Of course this is not as simple as it seems. The action potential is transmitted in an electrochemical way via neurotransmitters. But this is the general concept of a neuron, and, since we are talking about the first artificial neuron model here, we shouldn’t expect anything more complicated in 1944.
So, McCulloch and Pitts proposed the first model of an artificial neurons. The model was the following:
McCulloch-Pitts neuron architecture
A neuron accepts a number of inputs n. Each input is modified by a weight w. Then, all the inputs are summed and get through an activation function. If the output of the function gets over the threshold the neuron fires. In the original model the activation function was the Heaviside function and the threshold was 0. The Heaviside function gives one for any input over zero.
The Heaviside function
Anyway, this was pretty much the whole idea. At the beginning, many people believed that neural networks could be used as the basis for any computation or as a means of memory storage in computers. The direct analogy between the binary nature of the neuron and that of the computers reinforced these ideas. In addition, it was thought that maybe neural networks could provide the means to build computers that could mimic human intelligence. However, all this was simply proven wrong.

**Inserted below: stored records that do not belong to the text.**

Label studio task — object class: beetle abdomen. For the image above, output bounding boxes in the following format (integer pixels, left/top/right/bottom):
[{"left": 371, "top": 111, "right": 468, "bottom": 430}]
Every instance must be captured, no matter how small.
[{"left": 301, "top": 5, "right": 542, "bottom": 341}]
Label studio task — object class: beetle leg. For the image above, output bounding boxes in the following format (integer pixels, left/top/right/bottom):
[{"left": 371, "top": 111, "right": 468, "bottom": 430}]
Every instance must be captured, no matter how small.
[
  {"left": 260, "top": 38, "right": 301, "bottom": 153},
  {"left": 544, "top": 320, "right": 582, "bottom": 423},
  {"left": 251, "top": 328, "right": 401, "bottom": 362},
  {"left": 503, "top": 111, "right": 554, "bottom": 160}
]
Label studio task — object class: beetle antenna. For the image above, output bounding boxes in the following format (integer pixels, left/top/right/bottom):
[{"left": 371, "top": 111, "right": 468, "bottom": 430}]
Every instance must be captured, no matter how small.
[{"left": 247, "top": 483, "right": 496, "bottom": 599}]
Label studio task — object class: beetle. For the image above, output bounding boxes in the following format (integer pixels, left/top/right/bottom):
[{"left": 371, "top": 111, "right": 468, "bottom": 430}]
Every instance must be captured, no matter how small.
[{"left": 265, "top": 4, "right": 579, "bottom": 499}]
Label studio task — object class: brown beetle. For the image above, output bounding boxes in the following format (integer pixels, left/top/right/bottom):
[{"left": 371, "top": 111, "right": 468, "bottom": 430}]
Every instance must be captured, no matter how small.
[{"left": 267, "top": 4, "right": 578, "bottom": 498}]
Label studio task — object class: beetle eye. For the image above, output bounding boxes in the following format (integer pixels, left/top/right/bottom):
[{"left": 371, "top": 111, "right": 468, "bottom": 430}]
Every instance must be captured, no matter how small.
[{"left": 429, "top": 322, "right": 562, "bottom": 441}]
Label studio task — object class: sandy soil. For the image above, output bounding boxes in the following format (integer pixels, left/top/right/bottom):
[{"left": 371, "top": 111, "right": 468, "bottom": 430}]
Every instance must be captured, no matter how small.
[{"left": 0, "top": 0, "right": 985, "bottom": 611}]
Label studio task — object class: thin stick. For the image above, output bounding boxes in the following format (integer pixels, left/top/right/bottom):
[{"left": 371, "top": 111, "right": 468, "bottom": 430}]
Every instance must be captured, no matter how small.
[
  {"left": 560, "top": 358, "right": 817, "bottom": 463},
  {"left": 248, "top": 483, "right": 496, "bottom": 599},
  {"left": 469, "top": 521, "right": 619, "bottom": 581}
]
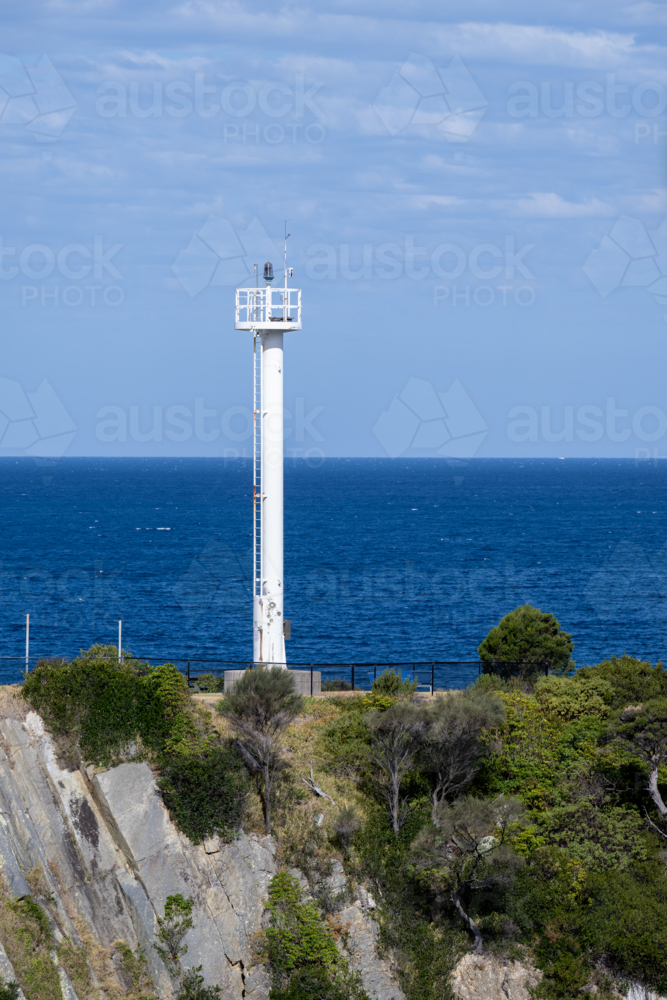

Neural networks faded for the next decades and resurfaced in the 80s. The reasons for the fade out were some technical problems that neural networks faced and the re-appearance was due to the solution of these problems (the most famous is the XOR problem). We we won’t delve any further into technical issues (go here for more information: http://en.wikipedia.org/wiki/Feedforward_neural_network). Anyway, through the 80s neural networks have been successfuly applied to a multitude of problems like image recognition, sound recognition, classification and regression. What neural networks actually do, to put it in simpler terms, is pattern recognition. They can be trained to some patterns and then check if some other entity matches to that pattern. A popular task, for example, is face recognition.
A feedforward neural network
To recognize a face the network pictured above would do the following. First the input layer would receive the image. Then the input layer would send its signal to the hidden layer which would process the input and send it to the output layer. In the output layer, each neuron would represent one image from a given set, and the neuron with the highest activation would signal this particular image. For example, if neuron 2 had the highest activation of all neurons, then the network recognizes the input as image 2. This is a simplified example. If you are interested in this kind of application of neural networks visit Computer Programs that Can See where you can find some very instructive information on the subject.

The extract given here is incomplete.